>  今週のトピックス >  No.1549
「混合診療の全面解禁」が加速!?
〜各界に波紋を呼ぶ、東京地裁判決〜
●  混合診療とは
  わが国の公的医療保険において、かねてから議論の的となっているテーマに「混合診療の全面解禁」がある。現在、保険給付の対象となっている診療と給付対象外の診療(自由診療)が一連の医療として提供される場合、保険給付の対象となる診療も原則として給付対象外となり、患者は医療費を全額自己負担しなければならない。混合診療は、これら自由診療部分と保険適用診療部分とを分け、保険適用部分に給付を行うものであり、現在でも一部高度先進医療などが提供される場合には、例外的に混合診療が認められている。
●  東京地裁判決が示すこと
  この混合診療に関する議論が、この1カ月ばかりの間に大きな動きを見せている。発端は、11月7日に東京地裁が「混合診療の禁止に法的根拠はない」という判断を示したことだ。神奈川県在住のがん患者が、「保険適用内の診療と自由診療を受けた際に、その費用を全額請求されたのは健康保険法に違反する」として訴えを起こしたところ、地裁はこの訴えを認め、「保険適用部分の診療には受給の権利がある」という判決を申し渡した。先の「法的根拠はない」という判断は、この判決に示されたものである。

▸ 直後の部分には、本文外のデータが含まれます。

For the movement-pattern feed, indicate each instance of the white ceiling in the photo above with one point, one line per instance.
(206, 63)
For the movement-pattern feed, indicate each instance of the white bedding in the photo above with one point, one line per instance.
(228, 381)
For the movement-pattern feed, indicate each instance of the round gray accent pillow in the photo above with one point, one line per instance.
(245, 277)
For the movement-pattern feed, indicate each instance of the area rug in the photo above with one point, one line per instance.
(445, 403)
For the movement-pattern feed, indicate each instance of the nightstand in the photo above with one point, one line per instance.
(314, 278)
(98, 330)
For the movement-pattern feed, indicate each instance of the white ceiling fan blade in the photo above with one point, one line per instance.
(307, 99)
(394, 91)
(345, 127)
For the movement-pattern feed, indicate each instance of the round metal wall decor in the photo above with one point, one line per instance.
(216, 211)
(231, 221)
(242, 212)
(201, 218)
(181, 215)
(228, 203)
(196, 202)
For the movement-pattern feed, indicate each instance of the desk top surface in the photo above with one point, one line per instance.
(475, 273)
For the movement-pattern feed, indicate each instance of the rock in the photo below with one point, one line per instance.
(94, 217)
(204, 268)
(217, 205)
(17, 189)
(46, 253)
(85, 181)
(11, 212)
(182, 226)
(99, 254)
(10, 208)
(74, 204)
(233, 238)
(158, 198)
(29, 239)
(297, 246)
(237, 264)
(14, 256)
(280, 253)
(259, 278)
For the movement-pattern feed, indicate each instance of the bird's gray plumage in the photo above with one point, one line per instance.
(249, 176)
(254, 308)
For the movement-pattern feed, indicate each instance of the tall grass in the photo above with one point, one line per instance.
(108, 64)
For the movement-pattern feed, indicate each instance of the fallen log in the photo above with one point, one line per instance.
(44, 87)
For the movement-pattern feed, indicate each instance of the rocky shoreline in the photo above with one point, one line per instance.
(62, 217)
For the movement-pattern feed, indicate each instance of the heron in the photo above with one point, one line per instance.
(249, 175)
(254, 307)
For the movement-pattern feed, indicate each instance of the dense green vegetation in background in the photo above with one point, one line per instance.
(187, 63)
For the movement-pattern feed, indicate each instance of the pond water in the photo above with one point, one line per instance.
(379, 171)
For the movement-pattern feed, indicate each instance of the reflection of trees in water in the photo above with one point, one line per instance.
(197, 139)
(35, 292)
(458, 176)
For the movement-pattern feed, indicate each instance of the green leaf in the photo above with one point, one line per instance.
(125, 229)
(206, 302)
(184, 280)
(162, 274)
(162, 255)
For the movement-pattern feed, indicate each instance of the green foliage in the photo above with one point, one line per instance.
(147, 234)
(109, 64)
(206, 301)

  医療保険制度をつかさどる厚生労働省にとっては極めて厳しい判決となったわけだが、同省はこの判決を不服として16日に東京高裁に控訴した。奇しくも同訴訟においては、薬害C型肝炎の患者に対する治療法であるインターフェロンが絡んでおり、二重の意味で高い関心を集めることとなった。
  地裁の判決からわずか1週間後、政府の規制改革会議は12月にまとめる第二次答申において、混合診療の全面解禁を重点項目に含めることを明らかにした。経済人を主たるメンバーとする規制改革会議は、その前身である規制改革・民会開放推進会議の時代から混合診療の解禁を提言し、2006年の医療制度改革において混合診療の例外適用の範囲を広げるという流れに至っている。この流れをさらに推し進めるうえで、今回の地裁判決はまさにベストタイミングと言えるだろう。
●  保険適用範囲の現実
  これに対し、厚生労働省をはじめ、日本医師会や難病・疾病団体は全面解禁に強く反対する姿勢を崩していない。医師会などが反対している理由としては、@政府は財政難を理由に保険給付範囲を見直そうとしており、その流れで混合診療の全面解禁を行えば保険適用外の範囲がさらに広がる可能性がある、Aその場合、お金のある人・ない人の間で受けられる医療に大きな差が生じてしまう、というものだ。そのうえで、「保険適用の範囲についてオープンで速やかな審査・承認を行いつつ、その範囲を広げていく」ことがスジという論陣をはっている。
  保険適用外の範囲が広がるといえば、やはり経済界の意向が強い経済財政諮問会議により、保険免責制の導入が検討されたという経緯を連想させる。公的保険の適用範囲を絞り込む流れは、日本の社会保障制度がアメリカ型に近づきつつあるという未来予測とあいまって、厚労省や医師会の主張に一定の説得力を持たせていると言えるだろう。
  だが、保険適用の審査が非常に厳しく新薬等がなかなか認められないという現実を前に、残された時間に限りがあるがん患者等にとっては、混合診療の解禁に望みをかけざるをえないというのも事実だ。国民皆保険制度を維持する一方で、患者側の素朴な願いを考慮する姿勢があるのなら、厚労省や医師会の側ももう一歩踏み込んだメッセージを発していくべきではないだろうか。